À l'âge de 30 ans, il épouse une veuve, Erastime[2].
Il participe de manière intensive au théâtre musical, apportant une contribution majeure à la musique populaire brésilienne des années 1920 aux années 1940. Il commence à composer vers 1910 pour un théâtre amateur organisé par l'ingénieur de l'EFCB Manoel da Silva Oliveira, un de ses collègues. Il s'agit du théâtre Excelsior. Il commence à fréquenter la scène musicale et à jouer dans les bals et les fêtes, principalement des œuvres de Nazareth et de Chiquinha Gonzaga. En 1917, il écrit la musique de la comédie Salada d'Amor d'Itatiaia de Matos, qui marque ses débuts en tant que musicien professionnel. En 1919, il écrit avec Domingos Roque la musique de l'opérette Sinhá, de Rafael Gaspar et J. Praxedes. Entre 1920 et 1924, il finit par remplacer Ernesto Nazareth dans la salle d'attente du Cine Odeon, où le compositeur joue du piano avant les séances[2].
En 1921, il écrit la musique des revues : Duzentos e cinqüenta contos, de Carlos Bittencourt et Frederico Cardoso de Menezes ; Água no bico, de Raul et J. Praxedes ; Rios de dinheiro, de Pedro Cabral et O chamariz, de Cândido Costa, présentées au théâtre Carlos Gomes de Rio de Janeiro. En 1923, il compose la musique de la revue Cruzeiro do Sul, de Paulo Magalhães, présentée au théâtre República. En 1925, il compose la musique de la revue Se a moda pega, de Carlos Bittencourt et Cardoso de Menezes, présentée au théâtre São José.

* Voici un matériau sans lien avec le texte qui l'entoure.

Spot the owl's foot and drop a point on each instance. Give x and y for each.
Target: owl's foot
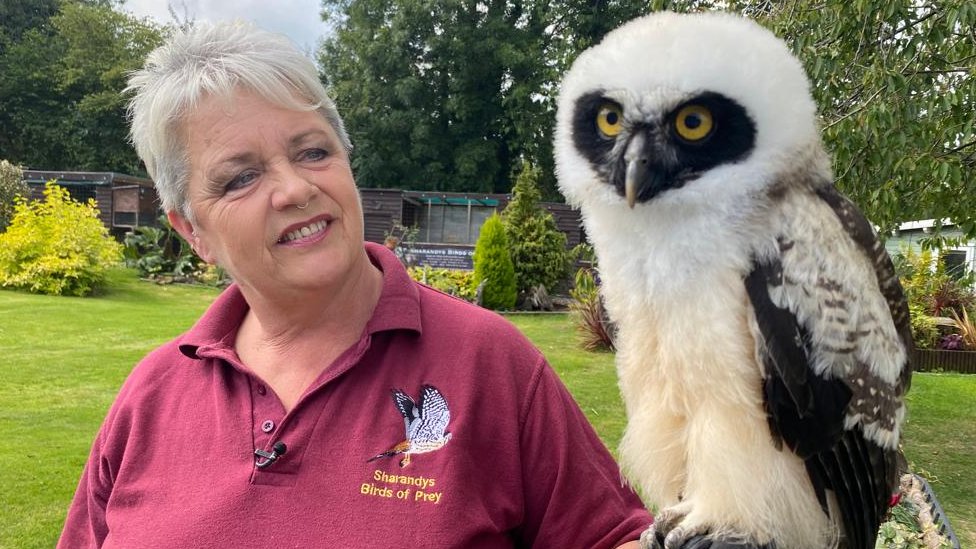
(664, 521)
(668, 532)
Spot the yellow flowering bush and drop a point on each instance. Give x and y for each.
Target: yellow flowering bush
(56, 246)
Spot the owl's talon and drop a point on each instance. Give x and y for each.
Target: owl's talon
(650, 539)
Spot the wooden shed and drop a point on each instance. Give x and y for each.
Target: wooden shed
(449, 218)
(124, 201)
(447, 224)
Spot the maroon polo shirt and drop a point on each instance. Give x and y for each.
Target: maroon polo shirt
(441, 427)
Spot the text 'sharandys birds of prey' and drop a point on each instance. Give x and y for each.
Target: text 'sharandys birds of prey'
(763, 337)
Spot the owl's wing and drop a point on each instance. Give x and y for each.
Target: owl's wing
(408, 409)
(435, 413)
(834, 351)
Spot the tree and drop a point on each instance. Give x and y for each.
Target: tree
(494, 273)
(452, 94)
(428, 89)
(538, 247)
(895, 83)
(60, 88)
(12, 187)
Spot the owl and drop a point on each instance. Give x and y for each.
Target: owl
(763, 337)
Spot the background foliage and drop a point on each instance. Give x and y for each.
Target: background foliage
(494, 272)
(63, 65)
(538, 247)
(451, 94)
(450, 281)
(12, 186)
(56, 246)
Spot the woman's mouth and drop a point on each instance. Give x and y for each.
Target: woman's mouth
(304, 232)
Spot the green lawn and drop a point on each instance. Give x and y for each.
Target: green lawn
(64, 359)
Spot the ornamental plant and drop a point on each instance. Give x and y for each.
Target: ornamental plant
(57, 246)
(450, 281)
(12, 186)
(494, 271)
(160, 253)
(538, 247)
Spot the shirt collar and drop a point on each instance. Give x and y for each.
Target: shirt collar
(398, 309)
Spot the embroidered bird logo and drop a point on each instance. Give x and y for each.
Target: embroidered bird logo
(425, 423)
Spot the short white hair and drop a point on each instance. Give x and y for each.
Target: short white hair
(214, 60)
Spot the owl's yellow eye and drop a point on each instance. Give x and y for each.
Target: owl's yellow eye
(693, 123)
(609, 119)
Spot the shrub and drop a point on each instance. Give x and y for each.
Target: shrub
(457, 283)
(494, 272)
(56, 246)
(594, 327)
(932, 290)
(12, 187)
(925, 332)
(538, 247)
(161, 252)
(967, 330)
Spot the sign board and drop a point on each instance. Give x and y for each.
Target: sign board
(438, 256)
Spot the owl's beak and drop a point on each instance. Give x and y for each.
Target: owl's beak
(636, 158)
(641, 175)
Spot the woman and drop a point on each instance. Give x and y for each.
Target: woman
(325, 399)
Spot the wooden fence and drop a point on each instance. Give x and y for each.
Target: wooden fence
(927, 360)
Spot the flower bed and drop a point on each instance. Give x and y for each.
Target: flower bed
(918, 521)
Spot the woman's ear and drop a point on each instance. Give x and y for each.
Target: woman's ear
(186, 230)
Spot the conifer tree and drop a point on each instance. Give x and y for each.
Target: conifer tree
(494, 272)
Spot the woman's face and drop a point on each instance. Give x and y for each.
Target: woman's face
(272, 195)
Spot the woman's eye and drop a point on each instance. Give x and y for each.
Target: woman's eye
(242, 180)
(313, 155)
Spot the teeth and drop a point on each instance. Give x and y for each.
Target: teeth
(305, 231)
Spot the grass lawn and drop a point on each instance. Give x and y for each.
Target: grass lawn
(65, 358)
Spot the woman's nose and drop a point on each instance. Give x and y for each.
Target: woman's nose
(290, 187)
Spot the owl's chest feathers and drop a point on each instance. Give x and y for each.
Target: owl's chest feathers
(683, 312)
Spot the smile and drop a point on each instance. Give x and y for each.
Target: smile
(304, 232)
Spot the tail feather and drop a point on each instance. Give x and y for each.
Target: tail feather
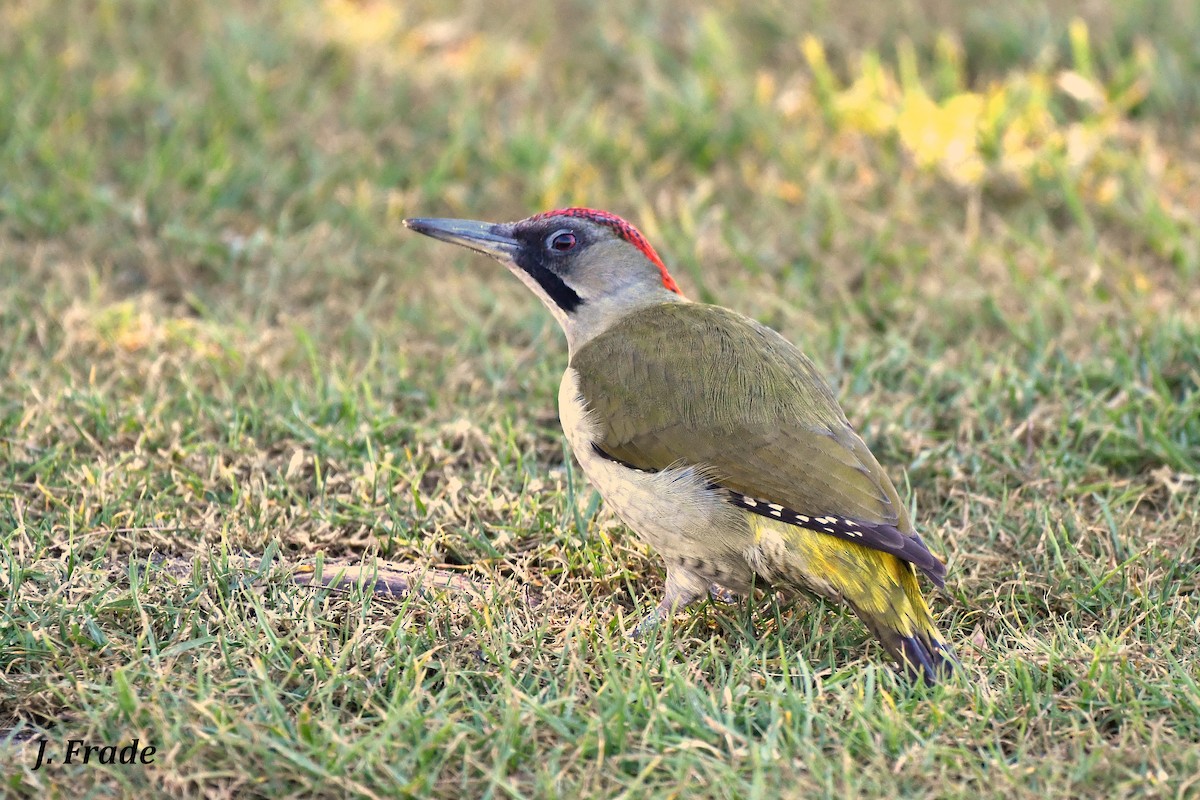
(880, 587)
(922, 654)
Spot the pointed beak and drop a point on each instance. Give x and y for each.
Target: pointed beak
(495, 240)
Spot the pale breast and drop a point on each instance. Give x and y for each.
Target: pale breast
(675, 511)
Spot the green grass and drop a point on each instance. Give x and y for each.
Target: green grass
(225, 359)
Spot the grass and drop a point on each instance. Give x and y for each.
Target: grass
(228, 364)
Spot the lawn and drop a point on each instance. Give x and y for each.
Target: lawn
(229, 370)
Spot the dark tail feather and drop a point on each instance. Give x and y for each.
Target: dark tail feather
(923, 655)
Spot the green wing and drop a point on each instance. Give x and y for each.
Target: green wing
(702, 385)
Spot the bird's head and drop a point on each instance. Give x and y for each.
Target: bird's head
(589, 268)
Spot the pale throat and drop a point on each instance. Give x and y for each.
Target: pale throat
(598, 314)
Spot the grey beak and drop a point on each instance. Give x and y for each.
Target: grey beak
(495, 240)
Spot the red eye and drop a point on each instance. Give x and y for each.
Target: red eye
(562, 241)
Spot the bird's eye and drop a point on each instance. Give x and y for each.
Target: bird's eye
(562, 241)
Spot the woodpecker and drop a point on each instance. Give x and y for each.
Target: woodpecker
(713, 437)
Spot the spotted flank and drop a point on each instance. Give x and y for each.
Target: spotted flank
(879, 536)
(875, 535)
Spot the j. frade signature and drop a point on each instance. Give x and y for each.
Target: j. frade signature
(81, 752)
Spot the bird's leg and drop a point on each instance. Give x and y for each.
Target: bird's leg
(683, 588)
(721, 595)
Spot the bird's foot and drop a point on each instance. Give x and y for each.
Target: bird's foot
(721, 595)
(682, 589)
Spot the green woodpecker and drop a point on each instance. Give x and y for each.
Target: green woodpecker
(713, 437)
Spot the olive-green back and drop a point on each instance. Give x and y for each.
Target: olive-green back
(696, 384)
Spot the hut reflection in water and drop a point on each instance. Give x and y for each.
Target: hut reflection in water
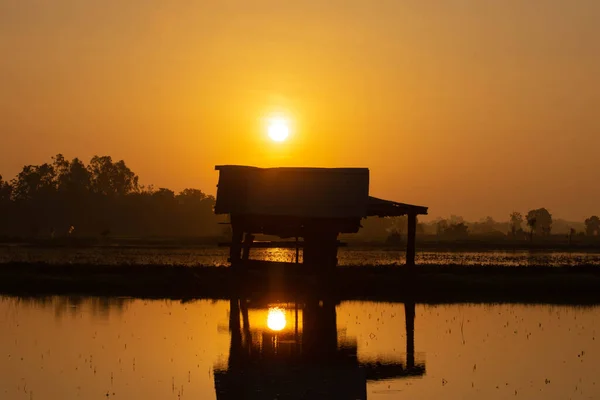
(303, 356)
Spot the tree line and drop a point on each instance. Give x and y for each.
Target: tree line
(67, 198)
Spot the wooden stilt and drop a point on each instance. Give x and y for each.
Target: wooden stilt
(248, 240)
(235, 251)
(409, 312)
(411, 239)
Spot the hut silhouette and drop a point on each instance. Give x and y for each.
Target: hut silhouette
(315, 204)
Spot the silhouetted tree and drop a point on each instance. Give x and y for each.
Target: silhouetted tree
(33, 182)
(5, 192)
(539, 221)
(108, 178)
(592, 226)
(532, 223)
(516, 220)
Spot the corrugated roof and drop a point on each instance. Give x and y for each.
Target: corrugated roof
(386, 208)
(290, 191)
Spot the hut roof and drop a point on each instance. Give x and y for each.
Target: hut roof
(302, 192)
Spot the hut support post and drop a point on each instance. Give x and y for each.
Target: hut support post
(248, 240)
(409, 313)
(411, 240)
(235, 251)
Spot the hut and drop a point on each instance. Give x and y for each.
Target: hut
(315, 204)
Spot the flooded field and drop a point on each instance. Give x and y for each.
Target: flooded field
(93, 348)
(347, 256)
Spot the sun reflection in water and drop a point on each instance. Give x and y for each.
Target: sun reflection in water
(276, 319)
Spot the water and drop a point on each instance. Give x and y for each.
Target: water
(90, 348)
(212, 256)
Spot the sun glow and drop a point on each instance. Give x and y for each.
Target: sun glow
(278, 129)
(276, 319)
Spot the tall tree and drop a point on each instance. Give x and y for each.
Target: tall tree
(5, 191)
(539, 221)
(110, 179)
(516, 221)
(34, 182)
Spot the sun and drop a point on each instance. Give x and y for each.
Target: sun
(278, 129)
(276, 319)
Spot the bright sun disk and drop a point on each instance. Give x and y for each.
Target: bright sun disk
(276, 319)
(278, 129)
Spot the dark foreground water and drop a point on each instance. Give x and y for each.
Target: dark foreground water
(346, 256)
(94, 348)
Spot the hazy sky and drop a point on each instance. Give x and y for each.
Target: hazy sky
(471, 107)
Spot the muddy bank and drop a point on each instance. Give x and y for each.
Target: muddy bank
(427, 283)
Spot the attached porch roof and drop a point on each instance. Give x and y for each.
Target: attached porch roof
(386, 208)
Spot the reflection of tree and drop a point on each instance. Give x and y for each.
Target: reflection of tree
(98, 306)
(67, 198)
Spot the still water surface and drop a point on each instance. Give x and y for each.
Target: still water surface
(94, 348)
(346, 256)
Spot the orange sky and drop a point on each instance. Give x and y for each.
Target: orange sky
(471, 107)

L'année suivante, la revue-féerie Pão de açúcar, de Luiz Peixoto et José Segreto, présentée au théâtre São José, connaît un grand succès avec ses chansons. En 1927, il compose la musique de cinq autres revues : Florzinha, une opérette d'Ivete Ribeiro, dans laquelle il fait équipe avec Bento Moçurunga ; Agüenta a mão, d'Afonso de Carvalho et Otávio Tavares, en partenariat avec le maestro Stabile ; Ouro à bessa, de Djalma Nunes, Jerônimo de Castilho et Lamartine Babo, qui compose également la musique avec le maestro Stabile, le tout présenté au théâtre João Caetano. Il compose également la musique de Circo u-o-cin-ton, de Luiz Peixoto et Gilberto de Andrade, et de As bonecas da avenida, de Gastão Tojeiro[2].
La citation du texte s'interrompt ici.